Patient Adherence To Antidepressant Regimen: Dramatic Improvement Claimed

12-06-2006 | Categories:


A method that dramatically improves patient adherence to depression treatment: use of a flow sheet, coupled with patient education and diligent follow-up, improves medication adherence
by Gary Ruoff
J Fam Pract. 2005 Oct;54(10):846-52.





Premise

This pragmatically oriented article addresses adherence to medication by depressed patients although one suspects the same enhancements could well prove applicable to other diagnoses as well. Its premise, most of which is contained in the title, follows:

Use of a flow sheet, coupled with patient education and diligent follow-up, dramatically improved the rate of medication adherence in patients who initially presented with depressive symptoms–with or without comorbidities. A clinician or small group can adapt the PHQ-9 materials with modest effort and positively impact the care of their patients, including adherence to medication regimens.


Study Parameters

While 103 patients were enrolled in the study, only 61 met criteria for the adherence measurement segment. No control group was used; comparisons were instead made to results from the clinical literature.

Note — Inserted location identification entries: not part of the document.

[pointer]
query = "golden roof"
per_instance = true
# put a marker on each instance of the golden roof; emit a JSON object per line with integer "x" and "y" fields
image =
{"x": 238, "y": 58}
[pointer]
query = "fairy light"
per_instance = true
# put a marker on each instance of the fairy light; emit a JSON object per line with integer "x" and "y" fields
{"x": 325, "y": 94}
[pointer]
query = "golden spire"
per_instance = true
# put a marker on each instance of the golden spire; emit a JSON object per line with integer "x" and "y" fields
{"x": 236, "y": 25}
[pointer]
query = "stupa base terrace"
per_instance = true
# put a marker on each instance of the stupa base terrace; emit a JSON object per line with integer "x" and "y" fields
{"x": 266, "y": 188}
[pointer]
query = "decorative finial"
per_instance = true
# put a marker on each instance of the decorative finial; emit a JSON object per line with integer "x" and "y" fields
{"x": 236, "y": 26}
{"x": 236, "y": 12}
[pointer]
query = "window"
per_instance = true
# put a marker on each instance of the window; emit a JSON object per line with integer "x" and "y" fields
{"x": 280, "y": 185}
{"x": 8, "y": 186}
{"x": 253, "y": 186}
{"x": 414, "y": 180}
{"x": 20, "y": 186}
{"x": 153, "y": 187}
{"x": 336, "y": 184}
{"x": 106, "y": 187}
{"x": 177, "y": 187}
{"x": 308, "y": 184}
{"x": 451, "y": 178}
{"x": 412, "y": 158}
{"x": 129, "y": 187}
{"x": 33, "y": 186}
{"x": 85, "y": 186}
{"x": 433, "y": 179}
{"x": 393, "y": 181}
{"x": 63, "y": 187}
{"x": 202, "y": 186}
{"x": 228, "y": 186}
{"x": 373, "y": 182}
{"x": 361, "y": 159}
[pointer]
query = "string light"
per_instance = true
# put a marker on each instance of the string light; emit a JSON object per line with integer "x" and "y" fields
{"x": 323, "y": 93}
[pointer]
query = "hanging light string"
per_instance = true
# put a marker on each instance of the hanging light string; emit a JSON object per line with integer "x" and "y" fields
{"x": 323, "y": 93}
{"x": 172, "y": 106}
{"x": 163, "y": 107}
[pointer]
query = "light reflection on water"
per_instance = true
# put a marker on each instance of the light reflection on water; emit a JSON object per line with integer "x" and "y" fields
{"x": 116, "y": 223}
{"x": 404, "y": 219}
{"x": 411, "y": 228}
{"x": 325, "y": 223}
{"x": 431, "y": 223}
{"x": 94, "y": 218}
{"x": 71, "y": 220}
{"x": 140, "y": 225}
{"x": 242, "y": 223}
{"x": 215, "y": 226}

All patients completed a PHQ9,. were educated by their physicians, and were given explanations of the disease and the necessity of adhering to a prescribed 9 month regimen. A flow sheet, containing office calls, follow-up PHQ-9s, and other summaries of medication, comorbidities, and treatment regimens was completed for each patient. Patients were encouraged to schedule visits at 4 weeks, within 4 to 9 months, and at one year. At these appointments, physicians focused on the importance of continuing medication for at least 9 months. Nurses contacted patients who missed appointment to reschedule and to ascertain whether or not they were still following the regimen.

Results

According to the article,

Based on patients’ verbal input, a second PHQ-9, notations in charts, subsequent appointments, phone follow-ups, and chart medication reviews, 40 of these 61 patients (66%) adhered to prescribed daily drug therapy for depression for at least 9 months — double the 33% adherence rate described in clinical literature.


Caveats

The author acknowledges certain limitations:

  • The small number of subjects
  • The lack of a control group (The author notes, “However, comparisons were made between this study and the adherence rates documented in other studies.”)
  • Other than the PHQ-9, data collection was by patient self-report
  • “Even though the project stressed patient adherence, the use of the flow sheet may very well have contributed to increased physician awareness and physician education, which therefore, in itself, may have resulted in improved patient compliance.”
  • The results may be setting-specific


Author’s Recommendations

In keeping with the pragmatic tone of the article and the journal, the following recommendations are made (direct quotes):

  1. Discuss with patients the need to continue medication for the prescribed period, to help ensure treatment success.
  2. Be open about possible side effects of the drug you prescribe, and assure the patient that a change in medication can be made if the initial choice proves intolerable.
  3. Consider using a treatment flow sheet as a means of tracking the patient’s course and as a prompt for regular communication with the patient.


Commentary

This is an article with built-in appeal; it’s straightforward, clinically oriented, and admirably audacious in its titular claim of a “method that dramatically improves patient adherence to depression treatment.”

From my perspective, however, the study’s limitations outweigh its utility. While its recommendations are at worst innocuous and, indeed, appear to compose a rational approach to compliance enhancement, there is little scientific evidence presented in their support.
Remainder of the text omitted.